Figure 4. In the unformed lung tissue, the vessels dilate, and massive blood is infused into most areas. Paint: G-E. X: 10x40
Microscopic examination of the lung tissue of infants who develop primary atelectasis in lung tissue and die 2–4 days later reveals that the respiratory portion of the lung and the alveolar cavity appear in the form of small cracks. In the tissue structure between such cavities, histiocytic cells, which are characteristic of proliferative inflammation, are activated and hypertrophied, forming a dense proliferative inflammatory infiltrate (Fig. 5). Such inflammatory infiltrates are characterized by the formation of macrophages, giant cells and lymphoid cells. Enlargement of the epithelium, including alveocytes, in the respiratory bronchioles and alveoli of the lungs is found to be located in a series of structures.

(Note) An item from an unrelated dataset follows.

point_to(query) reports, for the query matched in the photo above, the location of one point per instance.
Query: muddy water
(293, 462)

Figure 5. Hypertrophy of proliferative inflammatory histiocytic cells between the alveoli, the formation of dense proliferative inflammatory infiltrate. Paint: G-E. X: 10x40
Microscopic examination of the lung tissue of infants who died 7–10 days after the development of primary atelectasis in the lung tissue revealed that the alveolar tissue became more dense and resembled splenic tissue without cavities. It is only in some places that indeterminate-shaped cavities appear, in which there are migrating epithelial and inflammatory cells. In fact, it is found that the tissue that forms the lung tissue, i.e., the alveolar interstitial tissue, is abruptly thickened and composed of unformed connective tissue (Fig. 6). Such growth of connective tissue, i.e., the formation of sclerotic tufts, results from the proliferation of histiocytic cells and the formation of fibrous structures between them. The blood vessels in it also proliferated, manifested by the proliferation and proliferation of endothelial and pericytal cells that form the wall.

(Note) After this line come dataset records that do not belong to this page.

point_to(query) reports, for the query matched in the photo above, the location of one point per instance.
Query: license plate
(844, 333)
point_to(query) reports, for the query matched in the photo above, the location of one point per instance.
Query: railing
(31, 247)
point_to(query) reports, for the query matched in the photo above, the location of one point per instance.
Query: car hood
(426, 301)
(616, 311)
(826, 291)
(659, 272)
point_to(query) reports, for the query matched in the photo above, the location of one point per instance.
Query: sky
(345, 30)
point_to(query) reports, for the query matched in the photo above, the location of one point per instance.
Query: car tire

Figure 6. Growth of connective tissue in alveolar tissue, i.e., the appearance of sclerotic tumors. Paint: G-E. X: 10x40

3. Conclusions

1. Infantile pulmonary atelectasis is referred to as “respiratory distress syndrome (NBS)” and its incidence is 1% of all infants and 14% of preterm infants. The urgency of the problem of atelectasis for pediatrics lies in the large number of causes of pulmonary alveolar tissue collapse in infants at one month of age.
2. Microscopic examination reveals that the lung tissue has an underdeveloped appearance at a glance. In lung tissue, only the bronchi and bronchioles appear in a tubular structure of varying size, indeterminate shape. The reticular appearance of the alveolar tissue is indistinguishable. Respiratory alveoli and their interconnected cavities are not identified.
3. It is observed that the interstitial tissue of the alveoli consists of dense tissue and cellular tufts connected to each other, the blood vessels are wide and full, having a structure around which blood flows.
4. If the primary atelectasis develops 2-3 days before the death of infants, the development of inflammation in the lung tissue is observed, that is, macrophages, neutrophils, migrating alveocytes are detected in the alveolar cavity.
5. After 7-10 days it is determined that the alterative-proliferative processes are exacerbated and turn into atelectatic pneumonia. It results in pneumosclerosis, bronchiectasis, and the development of retinal cysts of the bronchi. Often, connective tissue grows in place of atelectasis and sclerosis develops.